Y así fue que todos supieron que el negro Otero se despidió carajeando este mundo. Ese día las chirocas no cantaron. Al parecer, la confusión en el toque de campanas les ocasionó un trastorno digestivo, y resultaron cagándose en todo el pueblo, con una mierda inconfundible, de una redondez perfecta, amarillo patito, con un punto negro en el centro.
Parecía una lluvia de mierda que al poco tiempo cubría calles y techos. Chulucanas, vista de lejos, parecía una manta amarilla con puntos negros.

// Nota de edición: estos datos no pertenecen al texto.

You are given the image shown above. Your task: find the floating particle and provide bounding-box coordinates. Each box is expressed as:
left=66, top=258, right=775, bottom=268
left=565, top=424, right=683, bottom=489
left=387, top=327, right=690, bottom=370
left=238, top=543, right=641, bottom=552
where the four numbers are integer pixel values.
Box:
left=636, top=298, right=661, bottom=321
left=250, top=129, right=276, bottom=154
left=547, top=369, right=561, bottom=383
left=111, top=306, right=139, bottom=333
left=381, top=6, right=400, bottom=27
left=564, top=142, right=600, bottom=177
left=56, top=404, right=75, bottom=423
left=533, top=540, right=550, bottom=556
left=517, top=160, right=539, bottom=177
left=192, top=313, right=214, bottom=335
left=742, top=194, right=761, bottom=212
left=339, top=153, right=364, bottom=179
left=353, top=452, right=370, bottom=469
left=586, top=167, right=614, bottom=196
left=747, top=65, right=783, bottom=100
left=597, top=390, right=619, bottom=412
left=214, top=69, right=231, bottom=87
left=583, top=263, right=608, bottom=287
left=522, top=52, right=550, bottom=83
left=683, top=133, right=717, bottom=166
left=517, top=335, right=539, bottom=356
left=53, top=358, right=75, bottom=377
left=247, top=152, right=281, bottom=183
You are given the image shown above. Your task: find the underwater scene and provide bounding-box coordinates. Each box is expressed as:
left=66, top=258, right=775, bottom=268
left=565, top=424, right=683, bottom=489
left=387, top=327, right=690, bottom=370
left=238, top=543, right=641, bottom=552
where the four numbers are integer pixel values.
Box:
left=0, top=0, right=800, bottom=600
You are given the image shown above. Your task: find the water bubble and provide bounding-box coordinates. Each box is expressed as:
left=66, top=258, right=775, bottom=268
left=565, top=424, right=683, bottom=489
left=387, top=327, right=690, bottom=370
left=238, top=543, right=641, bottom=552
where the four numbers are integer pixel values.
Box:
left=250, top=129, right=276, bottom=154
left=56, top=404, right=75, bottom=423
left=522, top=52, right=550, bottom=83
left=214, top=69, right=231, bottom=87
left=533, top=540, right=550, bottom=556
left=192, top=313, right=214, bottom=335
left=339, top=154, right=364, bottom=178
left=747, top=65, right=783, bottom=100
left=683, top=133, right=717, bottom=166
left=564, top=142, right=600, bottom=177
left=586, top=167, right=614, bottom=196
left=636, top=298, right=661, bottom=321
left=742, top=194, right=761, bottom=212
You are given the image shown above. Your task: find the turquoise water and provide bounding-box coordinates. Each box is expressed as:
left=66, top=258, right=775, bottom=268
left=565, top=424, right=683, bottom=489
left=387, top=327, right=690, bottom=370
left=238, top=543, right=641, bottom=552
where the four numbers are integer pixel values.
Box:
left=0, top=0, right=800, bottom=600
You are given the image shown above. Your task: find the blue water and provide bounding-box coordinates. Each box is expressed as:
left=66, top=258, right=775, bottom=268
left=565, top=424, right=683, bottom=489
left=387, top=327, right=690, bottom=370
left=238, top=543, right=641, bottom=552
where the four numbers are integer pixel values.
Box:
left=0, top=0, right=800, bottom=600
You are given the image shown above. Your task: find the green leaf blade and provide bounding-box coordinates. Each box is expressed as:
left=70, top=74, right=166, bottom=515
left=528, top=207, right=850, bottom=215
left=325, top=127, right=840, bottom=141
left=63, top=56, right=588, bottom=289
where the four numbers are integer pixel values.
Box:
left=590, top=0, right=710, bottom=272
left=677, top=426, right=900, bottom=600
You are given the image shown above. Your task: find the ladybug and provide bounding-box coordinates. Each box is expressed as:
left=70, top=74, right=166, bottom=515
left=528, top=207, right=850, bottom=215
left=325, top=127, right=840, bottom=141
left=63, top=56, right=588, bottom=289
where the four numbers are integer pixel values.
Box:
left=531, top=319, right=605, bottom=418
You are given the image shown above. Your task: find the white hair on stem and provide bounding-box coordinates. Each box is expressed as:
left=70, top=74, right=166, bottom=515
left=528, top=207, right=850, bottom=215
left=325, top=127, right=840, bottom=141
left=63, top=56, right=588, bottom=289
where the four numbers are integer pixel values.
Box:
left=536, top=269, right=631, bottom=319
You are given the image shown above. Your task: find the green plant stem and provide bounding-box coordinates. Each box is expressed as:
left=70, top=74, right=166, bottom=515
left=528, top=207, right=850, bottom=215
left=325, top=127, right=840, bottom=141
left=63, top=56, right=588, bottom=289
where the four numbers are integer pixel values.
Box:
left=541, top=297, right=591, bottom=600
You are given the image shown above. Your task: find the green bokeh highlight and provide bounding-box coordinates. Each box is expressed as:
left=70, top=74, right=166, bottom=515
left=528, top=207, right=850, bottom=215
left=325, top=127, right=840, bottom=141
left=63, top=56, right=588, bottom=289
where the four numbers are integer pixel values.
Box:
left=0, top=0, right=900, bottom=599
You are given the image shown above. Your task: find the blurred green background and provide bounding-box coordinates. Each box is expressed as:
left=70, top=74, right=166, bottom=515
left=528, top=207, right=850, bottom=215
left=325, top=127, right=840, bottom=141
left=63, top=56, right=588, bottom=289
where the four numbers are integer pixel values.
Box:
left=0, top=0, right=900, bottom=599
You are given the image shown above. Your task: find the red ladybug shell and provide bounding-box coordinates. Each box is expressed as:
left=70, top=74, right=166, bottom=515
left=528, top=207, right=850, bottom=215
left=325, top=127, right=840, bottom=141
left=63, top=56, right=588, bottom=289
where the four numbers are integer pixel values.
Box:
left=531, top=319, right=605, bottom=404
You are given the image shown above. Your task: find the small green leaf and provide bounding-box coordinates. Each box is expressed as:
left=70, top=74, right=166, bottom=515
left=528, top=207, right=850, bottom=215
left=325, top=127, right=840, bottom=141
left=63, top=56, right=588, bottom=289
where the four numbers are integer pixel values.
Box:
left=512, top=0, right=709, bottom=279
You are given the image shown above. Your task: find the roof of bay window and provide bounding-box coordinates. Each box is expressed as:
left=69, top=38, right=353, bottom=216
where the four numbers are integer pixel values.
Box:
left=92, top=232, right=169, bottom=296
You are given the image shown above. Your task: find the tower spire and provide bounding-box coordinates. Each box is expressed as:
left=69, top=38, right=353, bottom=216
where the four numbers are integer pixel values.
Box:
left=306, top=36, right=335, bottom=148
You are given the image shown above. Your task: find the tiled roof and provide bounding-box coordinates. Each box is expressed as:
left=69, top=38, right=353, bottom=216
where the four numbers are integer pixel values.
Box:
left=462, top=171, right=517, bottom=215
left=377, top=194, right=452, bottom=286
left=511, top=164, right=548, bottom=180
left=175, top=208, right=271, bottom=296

Eso no fue todo: cerca de las diez de la mañana, cayó fulminada, como por un rayo, la primera chiroca, con su cuerpo amarillo, más amarillo aun y sus alas negras extendidas, más negras. Luego siguieron cayendo como si alguien las aventara con fuerza, una por una, hasta el mediodía.
Al día siguiente, cuando ya nadie esperaba escuchar el canto de las chirocas, a las cinco y cuarenta y cinco de la mañana empezaron a trinar miles de aves al unísono, como si nunca hubiera sucedido nada. Parecía increíble, pero allí estaban los cuerpos de las chirocas muertas, que la nueva Baja Policía demoró tres días en barrer las calles y en limpiar los techos.
Muchos pájaros se pudrieron entre las grietas, dejando un olor a floripondios que impregnó el aire del pueblo hasta la llegada de las lluvias.